El estruendo volvió a escucharse en el corazón de la ciudad amurallada. Pero esta vez no anunció guerra ni invasión. Anunció algo más profundo: el regreso de la memoria histórica de Cartagena después de 200 años.
Después de más de dos siglos, la capital bolivarense revivió el tradicional cañonazo nocturno, una ceremonia que durante la época colonial marcaba el cierre de las puertas de la ciudad y advertía a sus habitantes sobre posibles amenazas externas en uno de los puertos más estratégicos de América.
La recuperación de esta tradición no representa únicamente un acto protocolario o turístico. Es una decisión de alto impacto cultural e identitario que busca reconectar a la ciudad con sus raíces históricas y fortalecer el sentido de pertenencia de las nuevas generaciones.

- El regreso de un símbolo de poder y defensa
La ceremonia se desarrolló en la emblemática Plaza de la Proclamación y estuvo liderada por representantes de la Armada de Colombia y la Gobernación de Bolívar.
Dos cañones Skoda modelo 1915 de 75 milímetros dispararon las salvas que marcaron oficialmente el retorno del histórico ritual, acompañado por presentaciones de la Escuela Naval de Cadetes Almirante Padilla, cuyos grupos de manejos especiales y gaiteros reforzaron el carácter ceremonial del evento.

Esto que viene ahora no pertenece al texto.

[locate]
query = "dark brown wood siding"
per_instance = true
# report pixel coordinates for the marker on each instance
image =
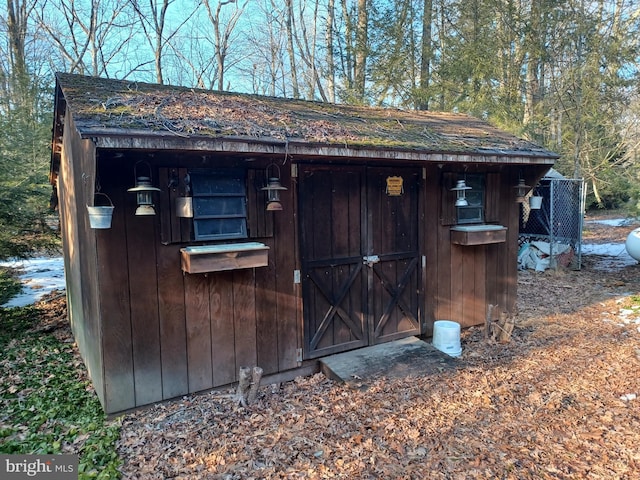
(166, 333)
(75, 190)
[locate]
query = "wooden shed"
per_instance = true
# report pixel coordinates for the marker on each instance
(202, 274)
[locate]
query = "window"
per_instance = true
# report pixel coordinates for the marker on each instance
(474, 212)
(219, 204)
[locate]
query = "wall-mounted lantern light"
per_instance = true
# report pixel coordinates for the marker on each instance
(521, 190)
(273, 188)
(461, 193)
(144, 191)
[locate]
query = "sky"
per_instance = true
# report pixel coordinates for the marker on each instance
(42, 275)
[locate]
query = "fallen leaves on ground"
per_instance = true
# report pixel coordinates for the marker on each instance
(557, 401)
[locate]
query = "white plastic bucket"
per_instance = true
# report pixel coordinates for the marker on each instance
(446, 337)
(100, 216)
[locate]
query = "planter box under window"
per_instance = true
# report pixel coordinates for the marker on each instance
(231, 256)
(478, 234)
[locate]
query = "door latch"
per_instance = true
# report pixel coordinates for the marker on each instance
(370, 260)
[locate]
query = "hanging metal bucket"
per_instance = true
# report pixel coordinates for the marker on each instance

Más allá del espectáculo, el acto tuvo una poderosa carga simbólica: homenajear a quienes defendieron históricamente a Cartagena y recordar el papel estratégico que tuvo la ciudad durante la colonia y la independencia.
- Cartagena convierte su historia en experiencia viva
El verdadero impacto del regreso del cañonazo está en cómo la ciudad transforma su patrimonio en una experiencia contemporánea. Durante siglos, Cartagena fue uno de los principales bastiones defensivos del Caribe. Sus murallas, fortificaciones y sistemas militares no solo protegían riquezas y rutas comerciales; también definían la dinámica cotidiana de la ciudad.
Hoy, revivir el cañonazo significa rescatar una tradición que estuvo silenciada por generaciones y convertirla en un elemento de identidad cultural, pedagogía histórica y fortalecimiento turístico. La iniciativa también revela una tendencia global: las ciudades históricas más fuertes ya no solo conservan su patrimonio, sino que lo activan emocionalmente para conectar a ciudadanos y visitantes con su pasado.
- Mucho más que turismo: una apuesta por la identidad
La articulación entre la Armada de Colombia y la Gobernación de Bolívar busca consolidar este tipo de ceremonias como parte de una agenda cultural y educativa permanente. El objetivo no es únicamente atraer visitantes. Es reafirmar a Cartagena como una ciudad que entiende que su historia sigue viva.
En tiempos donde muchas ciudades pierden conexión con sus símbolos, Cartagena decidió recuperar uno de los más poderosos de su pasado: el sonido que durante siglos recordó que la ciudad estaba protegida. Y ahora, también está decidida a proteger su memoria.